Сарафанов испытал удар тьмы, моментальную остановку сердца, в котором застрял тромб ужаса, ненависти и раскаяния. Пустое пространство выезда, оградка сквера, едва различимые, торчащие из сугробов кусты заслонились видением автомобиля, — дверцы дырявили очереди, окна превращались в стеклянную труху, и оттуда смотрели сотрясенные, умирающие жена и сын. Сарафанов, стараясь удержаться на краю обморока, прижался раскаленным лбом к чугунному столбу. Остужал лоб, чувствовал ледяную анестезию, замораживал разливавшуюся под лобной костью гематому.

Эти посещения улицы Вавилова стали для него необходимым ритуалом. Поминальной службой. Религией поминовения, в которой он обретал спасительное утешение. Встречался с женой и сыном, общаясь с ними в мире нематериальных, неумирающих образов. Эти встречи, постоянно воссоздавая боль, позволяли ему сберегать энергию ненависти, которая, после смерти семьи, стала двигателем его судьбы, странно сочетаясь с бесконечной любовью и нежностью.

Стоя на ледяном асфальте, вглядываясь в желтые окна дома, где когда-то обитала его семья, он представлял себе «истребитель будущего», секреты которого он таил в драгоценном сейфе. Когда-нибудь самолет взмоет в русскую лазурь. Стремительный, рвущийся в бесконечность блеск. Абсолютное совершенство. Непревзойденные красота и гармония. В изящных линиях фюзеляжа, в отточенном оперении незримо присутствуют образы жены и сына, — олицетворение света.

Это переживание было подобно молитве. Завершало собой ритуал поминовения. Сарафанов поклонился белому отсвету фонаря на сугробе. Прижался губами к ледяному столбу, прожигая поцелуем металлический иней. Одухотворенный, воплощение воли и сдержанности, вернулся в машину. Мягко захлопнул дверцу. Мчался по Москве, и повсюду пылали рождественские елки, увенчанные знаками оккупации.

Бизнес-клуб «Фиджи» размещался в кристаллически-ярком здании из голубого стекла и розового туфа, воздвигнутом недалеко от Остоженки, в переулках, где еще недавно догнивали купеческие домики, ампирные особняки, изъеденные гнилью палаты. Всё было сметено яростным ураганом строительства, превратившего запущенный московский уголок в драгоценную друзу современных дворцов, представительских вилл, посольских резиденций и офисов международных компаний. Бизнес-клуб не имел вывески.
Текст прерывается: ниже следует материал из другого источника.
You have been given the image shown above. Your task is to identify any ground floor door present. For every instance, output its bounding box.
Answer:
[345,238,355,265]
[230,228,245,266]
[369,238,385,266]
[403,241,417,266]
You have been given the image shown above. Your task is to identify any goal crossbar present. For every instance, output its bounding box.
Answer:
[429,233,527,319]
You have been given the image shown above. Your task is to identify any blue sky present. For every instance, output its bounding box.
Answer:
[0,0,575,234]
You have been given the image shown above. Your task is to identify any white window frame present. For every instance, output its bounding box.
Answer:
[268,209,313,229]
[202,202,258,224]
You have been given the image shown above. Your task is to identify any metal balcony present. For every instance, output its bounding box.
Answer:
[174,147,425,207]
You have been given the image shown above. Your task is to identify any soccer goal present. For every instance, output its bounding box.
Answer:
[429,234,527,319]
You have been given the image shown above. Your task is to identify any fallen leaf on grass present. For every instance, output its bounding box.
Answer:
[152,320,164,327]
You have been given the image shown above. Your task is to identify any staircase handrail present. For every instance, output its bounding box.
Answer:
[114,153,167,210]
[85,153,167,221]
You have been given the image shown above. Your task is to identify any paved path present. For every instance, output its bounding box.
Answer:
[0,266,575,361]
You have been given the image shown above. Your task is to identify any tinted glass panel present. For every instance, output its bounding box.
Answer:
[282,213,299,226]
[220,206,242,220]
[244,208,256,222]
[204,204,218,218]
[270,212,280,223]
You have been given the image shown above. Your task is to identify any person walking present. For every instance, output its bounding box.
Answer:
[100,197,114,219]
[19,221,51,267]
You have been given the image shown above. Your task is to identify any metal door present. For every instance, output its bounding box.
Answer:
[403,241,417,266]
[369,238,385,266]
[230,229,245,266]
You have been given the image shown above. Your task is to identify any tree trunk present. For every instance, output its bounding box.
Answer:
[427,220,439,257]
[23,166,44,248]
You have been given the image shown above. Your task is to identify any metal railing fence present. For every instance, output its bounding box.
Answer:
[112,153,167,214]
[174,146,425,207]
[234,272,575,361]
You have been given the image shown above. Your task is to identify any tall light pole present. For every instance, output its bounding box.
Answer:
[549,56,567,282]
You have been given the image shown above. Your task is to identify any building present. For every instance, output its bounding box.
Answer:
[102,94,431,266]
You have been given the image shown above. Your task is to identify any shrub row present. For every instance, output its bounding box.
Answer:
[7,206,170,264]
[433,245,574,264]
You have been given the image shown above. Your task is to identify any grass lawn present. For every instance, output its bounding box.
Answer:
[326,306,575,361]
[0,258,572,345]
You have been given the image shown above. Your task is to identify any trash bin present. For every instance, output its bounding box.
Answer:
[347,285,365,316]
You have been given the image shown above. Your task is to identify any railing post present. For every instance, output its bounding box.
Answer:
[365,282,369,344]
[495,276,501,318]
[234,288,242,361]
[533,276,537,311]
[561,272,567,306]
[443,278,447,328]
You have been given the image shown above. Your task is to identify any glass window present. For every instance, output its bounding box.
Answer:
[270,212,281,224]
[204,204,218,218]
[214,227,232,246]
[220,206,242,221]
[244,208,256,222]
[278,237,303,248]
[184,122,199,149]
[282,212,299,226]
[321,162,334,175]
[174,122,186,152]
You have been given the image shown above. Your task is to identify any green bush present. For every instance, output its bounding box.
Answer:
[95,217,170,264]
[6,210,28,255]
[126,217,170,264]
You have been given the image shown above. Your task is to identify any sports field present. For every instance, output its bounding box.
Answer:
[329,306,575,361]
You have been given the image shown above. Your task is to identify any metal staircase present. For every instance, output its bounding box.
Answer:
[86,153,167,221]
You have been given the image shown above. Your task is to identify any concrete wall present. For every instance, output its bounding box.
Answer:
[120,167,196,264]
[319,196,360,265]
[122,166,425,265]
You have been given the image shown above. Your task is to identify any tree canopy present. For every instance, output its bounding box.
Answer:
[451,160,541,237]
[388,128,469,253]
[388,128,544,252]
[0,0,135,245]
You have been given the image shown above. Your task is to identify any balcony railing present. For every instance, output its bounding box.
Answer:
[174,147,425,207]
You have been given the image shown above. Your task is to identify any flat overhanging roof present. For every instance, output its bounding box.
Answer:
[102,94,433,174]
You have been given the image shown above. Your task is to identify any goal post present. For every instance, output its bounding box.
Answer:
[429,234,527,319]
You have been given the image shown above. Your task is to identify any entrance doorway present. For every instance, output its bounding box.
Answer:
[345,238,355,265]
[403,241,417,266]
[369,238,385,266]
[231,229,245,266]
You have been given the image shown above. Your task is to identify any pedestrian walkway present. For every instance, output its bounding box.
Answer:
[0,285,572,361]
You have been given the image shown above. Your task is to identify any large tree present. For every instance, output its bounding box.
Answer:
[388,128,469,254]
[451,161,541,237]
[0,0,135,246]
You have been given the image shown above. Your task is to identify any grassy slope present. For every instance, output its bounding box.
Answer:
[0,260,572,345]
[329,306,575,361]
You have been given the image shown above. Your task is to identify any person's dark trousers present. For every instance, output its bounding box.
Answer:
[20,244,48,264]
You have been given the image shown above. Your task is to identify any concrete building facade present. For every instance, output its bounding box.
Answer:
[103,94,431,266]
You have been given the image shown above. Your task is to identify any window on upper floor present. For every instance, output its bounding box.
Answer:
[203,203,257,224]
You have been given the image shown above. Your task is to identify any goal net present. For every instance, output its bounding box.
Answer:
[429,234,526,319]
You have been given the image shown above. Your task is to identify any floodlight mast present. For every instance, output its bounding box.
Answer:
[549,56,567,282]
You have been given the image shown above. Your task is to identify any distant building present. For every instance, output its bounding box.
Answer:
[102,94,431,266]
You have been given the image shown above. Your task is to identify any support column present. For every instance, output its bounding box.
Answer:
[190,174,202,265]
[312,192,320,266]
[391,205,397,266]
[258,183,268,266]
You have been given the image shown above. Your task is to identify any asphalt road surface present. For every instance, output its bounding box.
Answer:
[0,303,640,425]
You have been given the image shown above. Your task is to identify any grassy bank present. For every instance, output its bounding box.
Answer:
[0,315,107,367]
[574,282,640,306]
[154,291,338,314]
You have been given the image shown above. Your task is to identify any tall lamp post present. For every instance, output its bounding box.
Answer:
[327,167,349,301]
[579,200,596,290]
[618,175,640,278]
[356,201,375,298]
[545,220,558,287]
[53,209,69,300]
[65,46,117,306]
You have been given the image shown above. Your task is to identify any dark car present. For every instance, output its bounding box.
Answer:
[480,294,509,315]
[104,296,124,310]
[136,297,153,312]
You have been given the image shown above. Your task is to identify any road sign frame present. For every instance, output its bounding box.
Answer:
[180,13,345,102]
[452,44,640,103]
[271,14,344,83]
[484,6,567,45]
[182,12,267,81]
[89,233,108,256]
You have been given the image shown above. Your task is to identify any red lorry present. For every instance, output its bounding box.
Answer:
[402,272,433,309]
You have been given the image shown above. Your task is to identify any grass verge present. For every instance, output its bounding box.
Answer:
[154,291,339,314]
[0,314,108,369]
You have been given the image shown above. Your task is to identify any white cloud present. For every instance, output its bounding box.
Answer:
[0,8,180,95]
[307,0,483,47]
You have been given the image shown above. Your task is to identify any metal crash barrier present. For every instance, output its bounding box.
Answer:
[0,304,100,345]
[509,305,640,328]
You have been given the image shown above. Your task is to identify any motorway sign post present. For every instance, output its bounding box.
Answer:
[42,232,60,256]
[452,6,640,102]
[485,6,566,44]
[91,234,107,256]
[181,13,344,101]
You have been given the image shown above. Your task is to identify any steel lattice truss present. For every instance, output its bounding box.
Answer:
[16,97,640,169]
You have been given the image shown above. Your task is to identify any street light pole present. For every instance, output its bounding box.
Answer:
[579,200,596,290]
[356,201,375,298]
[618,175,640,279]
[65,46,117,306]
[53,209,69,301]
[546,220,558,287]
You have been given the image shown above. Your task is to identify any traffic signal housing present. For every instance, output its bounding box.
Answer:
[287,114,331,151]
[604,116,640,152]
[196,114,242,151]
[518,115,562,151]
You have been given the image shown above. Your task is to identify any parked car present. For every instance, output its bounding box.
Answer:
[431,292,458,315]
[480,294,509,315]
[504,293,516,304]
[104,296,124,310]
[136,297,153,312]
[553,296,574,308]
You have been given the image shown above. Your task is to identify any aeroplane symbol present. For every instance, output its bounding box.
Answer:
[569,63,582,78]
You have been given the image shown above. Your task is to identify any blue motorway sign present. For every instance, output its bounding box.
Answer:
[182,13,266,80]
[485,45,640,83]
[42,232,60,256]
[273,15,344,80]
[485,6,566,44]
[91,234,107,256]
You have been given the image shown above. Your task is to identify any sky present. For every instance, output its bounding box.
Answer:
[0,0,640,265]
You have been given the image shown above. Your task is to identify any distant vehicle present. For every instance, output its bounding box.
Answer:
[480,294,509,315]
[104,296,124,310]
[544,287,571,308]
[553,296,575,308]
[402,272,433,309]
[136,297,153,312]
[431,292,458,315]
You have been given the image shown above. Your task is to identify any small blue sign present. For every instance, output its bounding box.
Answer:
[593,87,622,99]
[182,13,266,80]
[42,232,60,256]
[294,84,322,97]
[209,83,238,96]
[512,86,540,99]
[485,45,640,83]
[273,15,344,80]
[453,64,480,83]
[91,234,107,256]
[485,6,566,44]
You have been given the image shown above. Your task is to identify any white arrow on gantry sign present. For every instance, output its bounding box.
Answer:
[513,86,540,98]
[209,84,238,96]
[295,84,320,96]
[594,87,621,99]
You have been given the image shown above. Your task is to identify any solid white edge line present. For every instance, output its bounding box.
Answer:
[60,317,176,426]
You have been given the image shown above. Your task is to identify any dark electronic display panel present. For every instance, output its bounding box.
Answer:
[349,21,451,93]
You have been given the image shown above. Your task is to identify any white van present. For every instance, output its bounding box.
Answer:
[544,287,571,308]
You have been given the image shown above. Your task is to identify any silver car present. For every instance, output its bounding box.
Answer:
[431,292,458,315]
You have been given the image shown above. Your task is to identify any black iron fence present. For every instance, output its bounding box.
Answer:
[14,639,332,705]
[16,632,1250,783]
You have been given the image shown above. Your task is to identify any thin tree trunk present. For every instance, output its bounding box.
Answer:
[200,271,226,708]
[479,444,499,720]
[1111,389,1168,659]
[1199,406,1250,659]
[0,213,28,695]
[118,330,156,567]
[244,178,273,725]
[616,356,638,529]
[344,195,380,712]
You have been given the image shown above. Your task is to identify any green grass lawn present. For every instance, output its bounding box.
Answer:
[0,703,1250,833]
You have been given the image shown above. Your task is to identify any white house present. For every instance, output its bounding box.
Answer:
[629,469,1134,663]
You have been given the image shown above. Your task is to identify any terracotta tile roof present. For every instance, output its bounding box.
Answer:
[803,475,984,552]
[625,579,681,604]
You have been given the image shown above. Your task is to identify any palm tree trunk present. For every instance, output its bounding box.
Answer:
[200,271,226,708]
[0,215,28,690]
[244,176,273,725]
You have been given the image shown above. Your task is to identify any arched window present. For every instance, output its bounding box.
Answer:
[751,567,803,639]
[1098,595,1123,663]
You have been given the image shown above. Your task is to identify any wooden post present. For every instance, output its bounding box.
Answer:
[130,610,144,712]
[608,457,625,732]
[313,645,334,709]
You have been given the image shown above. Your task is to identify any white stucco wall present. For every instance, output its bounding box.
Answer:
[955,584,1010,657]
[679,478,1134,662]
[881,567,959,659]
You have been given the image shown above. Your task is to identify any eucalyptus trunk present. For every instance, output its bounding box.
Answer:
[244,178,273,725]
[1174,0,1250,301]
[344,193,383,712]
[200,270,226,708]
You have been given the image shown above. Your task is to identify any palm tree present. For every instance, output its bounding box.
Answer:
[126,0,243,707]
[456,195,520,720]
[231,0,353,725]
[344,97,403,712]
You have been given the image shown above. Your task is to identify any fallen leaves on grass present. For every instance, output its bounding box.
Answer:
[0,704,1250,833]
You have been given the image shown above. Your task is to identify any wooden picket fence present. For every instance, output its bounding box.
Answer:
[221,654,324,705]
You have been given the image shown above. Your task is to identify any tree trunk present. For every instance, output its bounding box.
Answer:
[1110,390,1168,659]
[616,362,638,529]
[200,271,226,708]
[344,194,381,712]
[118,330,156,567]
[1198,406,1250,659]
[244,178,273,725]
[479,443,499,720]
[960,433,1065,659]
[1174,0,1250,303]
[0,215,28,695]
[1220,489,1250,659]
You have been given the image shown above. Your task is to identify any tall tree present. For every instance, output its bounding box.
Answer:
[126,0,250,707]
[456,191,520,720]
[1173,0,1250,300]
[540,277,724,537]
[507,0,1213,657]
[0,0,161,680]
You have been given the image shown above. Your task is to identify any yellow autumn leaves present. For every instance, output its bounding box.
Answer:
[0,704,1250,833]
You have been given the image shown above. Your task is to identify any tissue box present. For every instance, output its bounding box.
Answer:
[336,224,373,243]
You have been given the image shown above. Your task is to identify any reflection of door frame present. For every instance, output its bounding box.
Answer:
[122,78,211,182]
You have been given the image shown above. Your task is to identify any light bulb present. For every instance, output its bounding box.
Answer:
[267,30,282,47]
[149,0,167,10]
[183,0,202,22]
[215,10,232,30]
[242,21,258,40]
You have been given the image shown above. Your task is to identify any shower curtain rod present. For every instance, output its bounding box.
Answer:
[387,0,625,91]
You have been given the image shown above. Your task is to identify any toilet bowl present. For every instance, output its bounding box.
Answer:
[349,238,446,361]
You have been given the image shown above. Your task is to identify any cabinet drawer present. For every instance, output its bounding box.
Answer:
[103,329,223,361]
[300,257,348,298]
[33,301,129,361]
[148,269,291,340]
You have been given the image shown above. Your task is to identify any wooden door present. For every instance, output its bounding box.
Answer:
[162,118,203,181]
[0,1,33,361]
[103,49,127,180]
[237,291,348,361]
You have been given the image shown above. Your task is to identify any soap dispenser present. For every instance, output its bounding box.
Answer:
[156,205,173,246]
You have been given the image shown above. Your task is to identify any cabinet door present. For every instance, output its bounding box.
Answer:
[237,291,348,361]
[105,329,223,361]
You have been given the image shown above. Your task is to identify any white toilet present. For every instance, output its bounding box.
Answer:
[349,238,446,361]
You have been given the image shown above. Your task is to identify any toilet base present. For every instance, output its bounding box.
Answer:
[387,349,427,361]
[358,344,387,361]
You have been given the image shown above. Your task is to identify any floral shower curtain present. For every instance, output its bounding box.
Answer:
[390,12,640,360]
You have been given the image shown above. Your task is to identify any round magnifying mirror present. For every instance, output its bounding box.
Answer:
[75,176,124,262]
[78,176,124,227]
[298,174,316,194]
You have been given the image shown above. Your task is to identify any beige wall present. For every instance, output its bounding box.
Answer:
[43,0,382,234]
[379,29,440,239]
Лишь на фасаде, похожий на всевидящее око, погруженный в глазницу, вращался шар в переливах голубого света. Сарафанов покинул машину, взбежал по ступеням. Кивнул на ходу любезно-сдержанным, узнавшим его охранникам. Скользнул в пискнувшую рамку металлоискателя. Сбросил пальто и шарф на руки услужливого слуги. Прошествовал в небольшой конференц-зал, где звучали страстные, мучительно-певучие, сладостно-взволнованные виолончели.

Перед членами клуба выступал знаменитый квартет, совершавший турне по Америке и Европе, прибывший в Москву с краткими гастролями. За огромный гонорар виртуозы согласились играть перед избранной публикой.

Сарафанов чувствовал неиссякаемые источники энергии, из которых сотворялась музыка. Эта энергия поступала к музыкантам сквозь стены и стекла, из близкого морозного города, в котором сияли великолепные новогодние елки. Геометрические, помещенные на вершины фигуры излучали волны, которыми питались виртуозы. Впрыскивали в зал чарующие, колдовские звуки, повергавшие слушателей в экстатическое оцепенение. Казалось, это был мистический марш, под который шествовал по пустыне изможденный народ, ведомый пророком, в заветную обетованную землю.

Сердце Сарафанова замирало от страха, цепенело от бессилия. Музыка повергала в прах, утверждала господство. Будто кто-то могущественный ставил ему на выю победоносную стопу, устрашал, не давал подняться. Слушатели на бархатных креслах упивались «музыкой сфер». Молодые и старые, мужчины и женщины, благообразные и уродливые, слушали глас иерихонской трубы. Музыка сообщала им неиссякаемые силы, наделяла несокрушимой властью, делала избранными и великими. То была «музыка золотого миллиарда». Всемирный «Марш победителей».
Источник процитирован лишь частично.